308 Parents of Hispanic Children. 38.9% of parents report that their child has had some swimming lessons.

*Hint:* use ttest_ind() from statsmodels

In [None]:
import numpy as np
from statsmodels.stats.weightstats import ttest_ind

n_black = 247
p1 = 0.368
n_hisp = 308
p2 = 0.389

sample_black = np.random.binomial(n=1, p=p1, size=n_black)
sample_hisp = np.random.binomial(n=1, p=p2, size=n_hisp)

In [None]:
print(sample_black)
print(sample_black.shape)
print(f"{sample_black.mean():.2%}")

[0 0 0 1 1 1 1 0 0 0 0 1 0 0 0 0 0 1 0 0 0 0 0 0 0 0 1 0 1 0 0 0 0 0 0 1 1
 1 1 1 1 0 1 0 1 0 1 0 0 1 0 0 0 0 0 1 0 1 1 0 1 0 0 0 0 0 0 0 1 1 1 0 0 0
 0 1 0 0 0 1 0 1 0 0 0 1 0 0 1 0 0 0 1 0 0 1 0 0 1 0 0 0 0 1 0 1 0 1 0 0 1
 1 0 0 1 0 1 1 0 0 0 0 0 1 0 0 0 0 1 0 1 0 1 0 0 1 0 0 1 0 1 0 1 0 1 0 0 0
 1 1 0 0 0 0 0 0 0 0 1 0 1 1 1 1 1 0 1 0 0 1 1 0 1 0 1 1 0 0 0 1 0 0 0 0 1
 0 0 1 0 0 0 0 0 1 0 0 0 1 0 1 1 0 0 0 1 0 0 0 1 1 0 1 1 0 0 0 1 0 0 0 1 1
 0 1 1 0 1 1 0 0 0 0 1 0 0 0 0 1 0 1 1 0 1 0 0 0 1]
(247,)
36.03%


In [None]:
tstat, p_value, d = ttest_ind(sample_black, sample_hisp)

print(tstat, p_value)

# Interpréter les résultats
alpha = 0.05

if p_value < alpha:
    print("La p-value est inférieure au seuil alpha.")
    print("Nous rejetons donc l'hypothèse nulle.")
else:
    print("La p-value est supérieure au seuil alpha.")
    print("Nous n'avons pas suffisamment de preuves pour rejeter l'hypothèse nulle.")

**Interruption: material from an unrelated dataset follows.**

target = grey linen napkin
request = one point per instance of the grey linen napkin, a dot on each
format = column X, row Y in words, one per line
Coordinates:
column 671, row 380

-0.5509753903525183 0.5818730678288508
La p-value est supérieure au seuil alpha.
Nous n'avons pas suffisamment de preuves pour rejeter l'hypothèse nulle.


-> Pas de différence significative entre les deux populations

### Research Question
Let's say a cartwheeling competition was organized for some adults. The data looks like following,

(80.57, 98.96, 85.28, 83.83, 69.94, 89.59, 91.09, 66.25, 91.21, 82.7 , 73.54, 81.99, 54.01, 82.89, 75.88, 98.32, 107.2 , 85.53, 79.08, 84.3 , 89.32, 86.35, 78.98, 92.26, 87.01)

Is the average cartwheel distance (in inches) for adults more than 80 inches?

**Population:** All adults

**Parameter of Interest:** $\mu$, population mean cartwheel distance.

**Null Hypothesis:** $\mu$ = 80

**Alternative Hypthosis:** $\mu$ > 80

**Data:**

25 adult participants.

$\mu$ = 83.84

$\sigma$ = 10.72



# New Section

In [None]:
from statsmodels.stats.weightstats import ztest

data = np.array([80.57, 98.96, 85.28, 83.83, 69.94, 89.59, 91.09, 66.25, 91.21, 82.7 , 73.54, 81.99, 54.01, 82.89, 75.88, 98.32, 107.2 , 85.53, 79.08, 84.3 , 89.32, 86.35, 78.98, 92.26, 87.01])

n = data.shape
mu = data.mean()
std = data.std()
print(n, mu, std, '\n')

zstat, p_value = ztest(data, value=80, alternative='larger')
print(zstat, p_value, '\n')

# Interpréter les résultats
alpha = 0.05
if p_value < alpha:
    print("La p-value est inférieure au seuil alpha.")
    print("Nous rejetons donc l'hypothèse nulle.")
else:
    print("La p-value est supérieure au seuil alpha.")
    print("Nous n'avons pas suffisamment de preuves pour rejeter l'hypothèse nulle.")

(25,) 83.84320000000001 10.716018932420752 

1.756973189172546 0.039461189601168366 

La p-value est inférieure au seuil alpha.
Nous rejetons donc l'hypothèse nulle.